2005-11-07  Federico Mena Quintero  <federico@ximian.com>

	Fixes bug #320666:

	Instead of doing a bsearch() for every gunichar to map it to a
	PangoScript, use a precomputed table for the first 8192 code
	points.  Also, remember the last script that we computed on each
	invocation; this will also help CJK and the other scripts above
	U+2000.

	This table also holds information on whether the characters in it
	are paired characters.  We can use this to avoid doing the
	expensive get_pair_index() call most of the time.

	Many thanks to Matthias Clasen for his suggestions for this patch.

	* tools/gen-easy-scripts-table.c: New program to generate
	pango_easy_scripts_table.

	* tools/Makefile.am: Build gen-easy-scripts-table.

	* pango/pango-easy-scripts-table.h: New file with a mapping of the
	first 8192 Unicode characters to their corresponding scripts.  The
	table also says whether each character has a paired char or not.

	* pango/Makefile.am (libpango_1_0_la_SOURCES): Add pango-easy-scripts-table.h.
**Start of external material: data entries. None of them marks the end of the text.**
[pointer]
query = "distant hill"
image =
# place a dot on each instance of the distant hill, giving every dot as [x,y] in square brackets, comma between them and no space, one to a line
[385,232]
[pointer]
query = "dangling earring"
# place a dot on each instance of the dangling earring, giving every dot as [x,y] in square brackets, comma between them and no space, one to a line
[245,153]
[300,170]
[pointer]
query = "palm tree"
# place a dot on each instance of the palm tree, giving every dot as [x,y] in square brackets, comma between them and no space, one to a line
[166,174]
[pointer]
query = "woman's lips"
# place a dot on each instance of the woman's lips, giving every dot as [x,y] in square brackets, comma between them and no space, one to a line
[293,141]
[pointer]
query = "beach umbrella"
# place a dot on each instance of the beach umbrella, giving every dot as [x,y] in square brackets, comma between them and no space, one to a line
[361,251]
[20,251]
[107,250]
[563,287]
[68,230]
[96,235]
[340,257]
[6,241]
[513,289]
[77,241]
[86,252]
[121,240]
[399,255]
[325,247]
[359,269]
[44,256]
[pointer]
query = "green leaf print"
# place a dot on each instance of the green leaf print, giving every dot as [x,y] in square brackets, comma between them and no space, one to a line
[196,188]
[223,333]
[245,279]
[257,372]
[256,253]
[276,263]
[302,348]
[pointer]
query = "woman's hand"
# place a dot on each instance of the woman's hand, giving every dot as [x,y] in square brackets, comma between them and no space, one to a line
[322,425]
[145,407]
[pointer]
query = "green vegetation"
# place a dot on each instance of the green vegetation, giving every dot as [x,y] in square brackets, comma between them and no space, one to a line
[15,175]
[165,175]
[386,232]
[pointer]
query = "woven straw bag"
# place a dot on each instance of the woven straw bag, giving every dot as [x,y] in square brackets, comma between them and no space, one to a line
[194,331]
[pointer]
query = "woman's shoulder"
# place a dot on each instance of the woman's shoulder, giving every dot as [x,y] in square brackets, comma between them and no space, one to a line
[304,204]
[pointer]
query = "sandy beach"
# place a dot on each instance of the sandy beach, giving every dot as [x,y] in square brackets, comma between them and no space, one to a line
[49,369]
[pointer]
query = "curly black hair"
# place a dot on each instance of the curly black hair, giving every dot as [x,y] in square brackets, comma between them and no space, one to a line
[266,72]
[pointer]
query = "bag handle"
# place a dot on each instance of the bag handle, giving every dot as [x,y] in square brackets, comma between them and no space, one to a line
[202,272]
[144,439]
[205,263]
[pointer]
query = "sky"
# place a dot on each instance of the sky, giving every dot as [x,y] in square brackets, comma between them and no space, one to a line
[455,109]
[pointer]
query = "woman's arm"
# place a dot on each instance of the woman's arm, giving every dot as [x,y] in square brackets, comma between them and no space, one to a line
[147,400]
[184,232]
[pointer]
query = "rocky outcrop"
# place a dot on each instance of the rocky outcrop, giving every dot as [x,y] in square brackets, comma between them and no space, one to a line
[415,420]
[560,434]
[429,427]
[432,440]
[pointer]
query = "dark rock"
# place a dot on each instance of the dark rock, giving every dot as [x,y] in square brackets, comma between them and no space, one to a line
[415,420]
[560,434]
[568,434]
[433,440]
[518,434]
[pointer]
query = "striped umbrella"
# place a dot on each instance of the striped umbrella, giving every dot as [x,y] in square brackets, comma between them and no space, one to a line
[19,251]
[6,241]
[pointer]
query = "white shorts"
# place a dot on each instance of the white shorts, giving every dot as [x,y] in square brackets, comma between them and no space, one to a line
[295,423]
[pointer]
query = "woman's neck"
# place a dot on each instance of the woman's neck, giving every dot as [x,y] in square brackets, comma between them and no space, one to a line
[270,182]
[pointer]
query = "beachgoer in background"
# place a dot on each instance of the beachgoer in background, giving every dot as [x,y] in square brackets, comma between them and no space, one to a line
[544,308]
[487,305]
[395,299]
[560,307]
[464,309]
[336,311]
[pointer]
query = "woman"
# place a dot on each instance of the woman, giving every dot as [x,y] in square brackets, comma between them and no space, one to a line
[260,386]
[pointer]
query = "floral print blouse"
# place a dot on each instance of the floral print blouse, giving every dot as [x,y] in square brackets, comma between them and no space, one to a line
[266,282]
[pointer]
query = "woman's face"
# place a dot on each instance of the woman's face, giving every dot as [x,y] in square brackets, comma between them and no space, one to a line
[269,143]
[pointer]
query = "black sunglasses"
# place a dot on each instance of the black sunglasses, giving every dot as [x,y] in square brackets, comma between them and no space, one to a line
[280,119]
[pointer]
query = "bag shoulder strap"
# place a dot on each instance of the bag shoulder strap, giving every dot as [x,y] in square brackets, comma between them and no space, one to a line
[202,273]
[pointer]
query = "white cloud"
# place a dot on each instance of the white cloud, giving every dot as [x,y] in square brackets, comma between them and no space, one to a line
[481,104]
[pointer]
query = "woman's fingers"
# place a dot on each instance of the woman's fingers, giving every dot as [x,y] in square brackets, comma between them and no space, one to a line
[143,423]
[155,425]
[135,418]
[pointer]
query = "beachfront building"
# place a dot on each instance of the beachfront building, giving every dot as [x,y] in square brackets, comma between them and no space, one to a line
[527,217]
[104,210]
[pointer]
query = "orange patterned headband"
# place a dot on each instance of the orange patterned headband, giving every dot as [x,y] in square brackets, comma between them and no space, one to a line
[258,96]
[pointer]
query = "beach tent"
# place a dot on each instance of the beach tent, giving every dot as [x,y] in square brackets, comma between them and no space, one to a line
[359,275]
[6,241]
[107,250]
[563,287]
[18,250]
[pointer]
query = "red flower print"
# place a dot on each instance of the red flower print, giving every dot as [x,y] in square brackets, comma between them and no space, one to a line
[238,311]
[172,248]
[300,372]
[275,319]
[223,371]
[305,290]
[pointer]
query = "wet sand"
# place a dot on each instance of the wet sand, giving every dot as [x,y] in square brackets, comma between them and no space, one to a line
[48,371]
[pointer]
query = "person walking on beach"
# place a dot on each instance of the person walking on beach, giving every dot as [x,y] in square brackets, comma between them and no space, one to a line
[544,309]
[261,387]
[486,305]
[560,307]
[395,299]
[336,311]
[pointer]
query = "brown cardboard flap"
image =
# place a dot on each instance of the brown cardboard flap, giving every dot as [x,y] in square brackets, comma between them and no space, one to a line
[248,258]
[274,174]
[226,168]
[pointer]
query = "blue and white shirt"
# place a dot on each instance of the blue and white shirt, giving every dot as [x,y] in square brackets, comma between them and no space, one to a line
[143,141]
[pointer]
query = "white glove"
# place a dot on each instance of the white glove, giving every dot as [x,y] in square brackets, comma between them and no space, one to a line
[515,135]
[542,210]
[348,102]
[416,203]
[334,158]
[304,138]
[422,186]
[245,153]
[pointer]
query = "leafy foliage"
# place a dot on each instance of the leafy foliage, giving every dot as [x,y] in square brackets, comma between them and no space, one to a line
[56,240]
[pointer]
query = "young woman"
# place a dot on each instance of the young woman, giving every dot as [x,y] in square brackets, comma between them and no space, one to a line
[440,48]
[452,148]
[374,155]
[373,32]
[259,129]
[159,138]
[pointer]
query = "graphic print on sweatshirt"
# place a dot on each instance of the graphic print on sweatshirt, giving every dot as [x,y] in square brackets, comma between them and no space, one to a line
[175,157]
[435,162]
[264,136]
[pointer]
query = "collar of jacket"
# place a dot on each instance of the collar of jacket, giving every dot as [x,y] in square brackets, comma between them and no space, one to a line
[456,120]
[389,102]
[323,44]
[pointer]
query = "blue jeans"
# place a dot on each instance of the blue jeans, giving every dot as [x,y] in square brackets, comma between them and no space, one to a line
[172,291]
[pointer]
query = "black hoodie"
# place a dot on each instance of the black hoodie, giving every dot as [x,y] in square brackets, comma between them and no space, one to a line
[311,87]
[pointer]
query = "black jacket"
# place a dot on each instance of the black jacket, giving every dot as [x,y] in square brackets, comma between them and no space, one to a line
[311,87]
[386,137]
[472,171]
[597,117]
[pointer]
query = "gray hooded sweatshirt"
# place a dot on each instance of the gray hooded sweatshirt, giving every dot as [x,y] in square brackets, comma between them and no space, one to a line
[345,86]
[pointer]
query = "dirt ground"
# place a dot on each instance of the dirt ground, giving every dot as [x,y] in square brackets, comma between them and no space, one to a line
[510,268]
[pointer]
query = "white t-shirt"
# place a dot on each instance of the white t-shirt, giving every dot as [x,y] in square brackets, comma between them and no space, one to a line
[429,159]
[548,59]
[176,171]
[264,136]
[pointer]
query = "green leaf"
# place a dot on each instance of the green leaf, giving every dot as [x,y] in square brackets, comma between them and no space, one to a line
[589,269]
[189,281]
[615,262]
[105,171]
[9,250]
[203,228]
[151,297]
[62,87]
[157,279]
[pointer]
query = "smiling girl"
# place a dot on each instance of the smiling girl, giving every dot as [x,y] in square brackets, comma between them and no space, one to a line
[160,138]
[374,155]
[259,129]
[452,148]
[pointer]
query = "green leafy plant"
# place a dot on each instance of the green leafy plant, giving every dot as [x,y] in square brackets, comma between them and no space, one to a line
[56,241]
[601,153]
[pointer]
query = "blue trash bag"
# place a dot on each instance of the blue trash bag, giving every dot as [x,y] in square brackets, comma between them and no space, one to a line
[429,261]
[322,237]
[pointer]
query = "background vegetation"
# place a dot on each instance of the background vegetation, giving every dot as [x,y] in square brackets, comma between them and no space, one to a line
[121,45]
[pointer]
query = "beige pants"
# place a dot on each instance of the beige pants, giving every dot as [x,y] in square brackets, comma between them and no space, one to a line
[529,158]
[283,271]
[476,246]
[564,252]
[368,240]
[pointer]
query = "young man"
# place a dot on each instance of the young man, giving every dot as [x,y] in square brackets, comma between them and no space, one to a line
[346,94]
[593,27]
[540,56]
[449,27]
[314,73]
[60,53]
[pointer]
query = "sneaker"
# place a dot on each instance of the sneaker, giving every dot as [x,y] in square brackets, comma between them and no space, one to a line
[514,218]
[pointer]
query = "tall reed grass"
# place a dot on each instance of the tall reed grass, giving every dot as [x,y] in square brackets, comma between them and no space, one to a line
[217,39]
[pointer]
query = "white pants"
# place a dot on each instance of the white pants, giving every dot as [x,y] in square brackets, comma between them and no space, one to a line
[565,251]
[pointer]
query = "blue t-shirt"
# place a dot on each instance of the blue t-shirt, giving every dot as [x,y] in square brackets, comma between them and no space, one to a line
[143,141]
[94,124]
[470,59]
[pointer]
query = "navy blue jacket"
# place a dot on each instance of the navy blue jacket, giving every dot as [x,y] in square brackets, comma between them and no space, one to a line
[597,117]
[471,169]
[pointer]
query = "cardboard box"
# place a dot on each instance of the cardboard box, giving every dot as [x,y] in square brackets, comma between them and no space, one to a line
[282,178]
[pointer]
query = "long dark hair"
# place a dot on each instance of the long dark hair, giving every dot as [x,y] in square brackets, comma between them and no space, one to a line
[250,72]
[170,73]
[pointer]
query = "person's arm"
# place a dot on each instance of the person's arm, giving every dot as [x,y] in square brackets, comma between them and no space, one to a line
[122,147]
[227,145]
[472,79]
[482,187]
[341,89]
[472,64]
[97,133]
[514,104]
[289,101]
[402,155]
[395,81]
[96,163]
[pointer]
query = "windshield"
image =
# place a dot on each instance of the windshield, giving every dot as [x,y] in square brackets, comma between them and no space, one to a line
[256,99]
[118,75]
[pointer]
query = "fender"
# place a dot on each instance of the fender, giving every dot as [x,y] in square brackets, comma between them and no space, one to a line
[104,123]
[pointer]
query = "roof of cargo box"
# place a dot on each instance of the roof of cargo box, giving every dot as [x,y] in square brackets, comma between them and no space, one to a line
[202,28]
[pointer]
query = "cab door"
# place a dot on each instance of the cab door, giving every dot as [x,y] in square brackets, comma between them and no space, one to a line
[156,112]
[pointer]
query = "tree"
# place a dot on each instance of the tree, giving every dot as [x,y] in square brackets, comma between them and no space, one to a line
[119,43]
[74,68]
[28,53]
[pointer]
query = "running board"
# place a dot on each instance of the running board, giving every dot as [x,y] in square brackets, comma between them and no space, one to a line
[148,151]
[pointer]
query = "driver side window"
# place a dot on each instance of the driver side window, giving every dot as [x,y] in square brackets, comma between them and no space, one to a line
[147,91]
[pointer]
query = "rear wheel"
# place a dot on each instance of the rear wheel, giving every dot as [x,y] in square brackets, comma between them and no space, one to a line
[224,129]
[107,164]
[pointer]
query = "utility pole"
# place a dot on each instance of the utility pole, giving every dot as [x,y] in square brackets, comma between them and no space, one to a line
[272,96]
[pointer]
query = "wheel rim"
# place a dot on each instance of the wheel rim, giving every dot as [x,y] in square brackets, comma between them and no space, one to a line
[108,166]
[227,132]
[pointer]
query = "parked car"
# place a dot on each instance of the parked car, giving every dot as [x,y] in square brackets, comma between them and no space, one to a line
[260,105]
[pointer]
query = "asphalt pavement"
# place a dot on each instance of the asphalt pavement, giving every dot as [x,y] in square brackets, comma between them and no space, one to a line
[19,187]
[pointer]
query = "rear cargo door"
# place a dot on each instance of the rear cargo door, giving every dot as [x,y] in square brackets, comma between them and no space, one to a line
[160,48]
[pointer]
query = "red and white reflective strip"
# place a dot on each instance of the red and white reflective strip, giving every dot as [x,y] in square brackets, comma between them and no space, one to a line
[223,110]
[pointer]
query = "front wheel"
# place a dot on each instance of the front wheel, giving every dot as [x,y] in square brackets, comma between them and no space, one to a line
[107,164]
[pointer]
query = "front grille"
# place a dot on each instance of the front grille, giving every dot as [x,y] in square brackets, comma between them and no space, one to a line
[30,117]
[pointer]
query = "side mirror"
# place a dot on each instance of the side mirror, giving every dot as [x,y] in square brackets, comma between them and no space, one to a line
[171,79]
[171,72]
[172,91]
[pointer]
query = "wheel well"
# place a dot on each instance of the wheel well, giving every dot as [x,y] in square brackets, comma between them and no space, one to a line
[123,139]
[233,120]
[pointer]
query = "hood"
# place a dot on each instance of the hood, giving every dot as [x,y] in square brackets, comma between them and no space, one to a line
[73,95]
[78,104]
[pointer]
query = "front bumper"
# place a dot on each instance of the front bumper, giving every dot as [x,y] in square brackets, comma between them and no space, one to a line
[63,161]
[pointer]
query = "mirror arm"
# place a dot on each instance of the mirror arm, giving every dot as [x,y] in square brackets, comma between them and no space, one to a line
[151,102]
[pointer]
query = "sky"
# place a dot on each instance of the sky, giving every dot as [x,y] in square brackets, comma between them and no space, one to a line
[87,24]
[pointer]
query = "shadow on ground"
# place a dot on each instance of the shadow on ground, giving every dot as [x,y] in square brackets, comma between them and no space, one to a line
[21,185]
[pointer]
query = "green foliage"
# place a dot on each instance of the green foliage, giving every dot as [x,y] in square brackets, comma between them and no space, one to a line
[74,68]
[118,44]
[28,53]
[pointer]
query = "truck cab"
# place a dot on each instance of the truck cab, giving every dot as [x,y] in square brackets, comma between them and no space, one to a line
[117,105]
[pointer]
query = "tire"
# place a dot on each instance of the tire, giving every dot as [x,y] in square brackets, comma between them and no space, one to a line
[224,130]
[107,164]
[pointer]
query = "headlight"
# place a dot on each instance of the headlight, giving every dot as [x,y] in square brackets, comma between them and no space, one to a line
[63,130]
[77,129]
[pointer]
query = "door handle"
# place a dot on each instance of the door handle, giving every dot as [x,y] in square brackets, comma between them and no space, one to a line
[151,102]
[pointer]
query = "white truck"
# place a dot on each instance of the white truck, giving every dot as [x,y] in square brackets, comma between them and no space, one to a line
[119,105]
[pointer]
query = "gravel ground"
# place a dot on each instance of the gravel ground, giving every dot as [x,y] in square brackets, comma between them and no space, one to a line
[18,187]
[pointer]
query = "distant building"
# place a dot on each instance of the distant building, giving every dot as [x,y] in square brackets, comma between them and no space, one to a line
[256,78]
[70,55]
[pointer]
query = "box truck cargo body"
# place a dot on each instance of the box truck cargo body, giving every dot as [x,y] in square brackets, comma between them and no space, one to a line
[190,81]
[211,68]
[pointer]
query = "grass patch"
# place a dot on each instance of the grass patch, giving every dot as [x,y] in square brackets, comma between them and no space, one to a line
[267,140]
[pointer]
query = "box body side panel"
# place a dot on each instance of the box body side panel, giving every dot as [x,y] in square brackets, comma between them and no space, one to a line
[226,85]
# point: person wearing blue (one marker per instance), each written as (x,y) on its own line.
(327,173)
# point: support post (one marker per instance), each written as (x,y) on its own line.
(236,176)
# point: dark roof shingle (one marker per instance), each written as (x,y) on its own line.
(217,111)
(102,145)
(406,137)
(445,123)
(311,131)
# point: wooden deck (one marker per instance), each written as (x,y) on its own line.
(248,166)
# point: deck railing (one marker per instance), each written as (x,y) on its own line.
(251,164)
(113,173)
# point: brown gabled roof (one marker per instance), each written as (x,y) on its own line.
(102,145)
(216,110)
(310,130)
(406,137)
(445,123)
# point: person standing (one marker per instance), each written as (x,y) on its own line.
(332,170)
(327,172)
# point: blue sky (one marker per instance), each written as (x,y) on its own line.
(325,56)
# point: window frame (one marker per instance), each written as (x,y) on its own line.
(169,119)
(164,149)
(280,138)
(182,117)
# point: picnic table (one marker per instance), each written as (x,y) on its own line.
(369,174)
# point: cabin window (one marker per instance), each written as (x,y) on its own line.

	* pango/pango-script-table.h: Remove everything below U+2000, and
	add a note to that effect.

	* pango/pango-script.c (pango_script_for_unichar_with_last_index):
	New function.  This is the old pango_script_for_unichar(), but it
	lets the caller keep around the computed index in
	pango_script_table.  This works under the assumption that a
	character is likely to be in the same script block as the
	preceding character in a string.
	(pango_script_for_unichar): First, do a quick check against the
	pango_easy_scripts_table.  Then, do the expensive check with
	pango_script_for_unichar_with_last_index().
	(pango_script_iter_next): If the character is within the easy
	script range, find out if it is a paired character by using
	PANGO_PAIRED_CHAR_FLAG.
	(struct _PangoScriptIter): Add a last_index_for_script_lookup
	field.  We use this to maintain the last-lookup index from
	pango_script_for_unichar_with_last_index().
	(pango_script_iter_next): If the character is not within the easy
	script range, use pango_script_for_unichar_with_last_index(), and
	store the index in the last_index_for_script_lookup field of the
	PangoScriptIter.
Comment 13 Behdad Esfahbod 2005-11-09 23:59:51 UTC
I suggest removing the pair bit from easy table.  Matthias's improvement for not
bsearching the pair table for nonCOMMON characters should be good enough to make
that almost useless.

Attaching a patch that removes the gen_easy_scripts_table.c and modifies
gen_script_table.pl to generate easy table too.
Comment 14 Behdad Esfahbod 2005-11-10 00:04:00 UTC
Created attachment 54550 [details] [review]
my patch

Review?
Comment 15 Behdad Esfahbod 2005-11-10 00:53:46 UTC
Created attachment 54551 [details] [review]
correct patch

Oops.  My generator was wrong.	Please review the generator to make sure it's
generating the correct output.
Comment 16 Matthias Clasen 2005-11-10 14:38:21 UTC
Reopening
Comment 17 Matthias Clasen 2005-11-11 19:13:53 UTC
Behdad, why is your patch removing the last_index handling ?
Comment 18 Behdad Esfahbod 2005-11-11 19:31:04 UTC
Instead of having a per-iter last_index, I just made int mid static which should
have the same effect.
Comment 19 Federico Mena Quintero 2005-11-11 22:36:00 UTC
Did you take timings of these changes?

I'm especially interested in the removal of the paired chars flag.
Comment 20 Behdad Esfahbod 2005-11-12 03:23:11 UTC
Unfortunately my system is really too unreliable to run benchmarks, due to bug
318168.  Can you maybe run that?
Comment 21 Behdad Esfahbod 2005-11-14 23:34:20 UTC
In HEAD now.  The main reason I had to apply this last patch was that Federico's
gen-easy-scripts-table.c was using the generated script table to create the easy
table.  As for removing last_index and making "int mid" static, since we are not
aiming for reentrancy, the per ScriptIter last_index is not justified.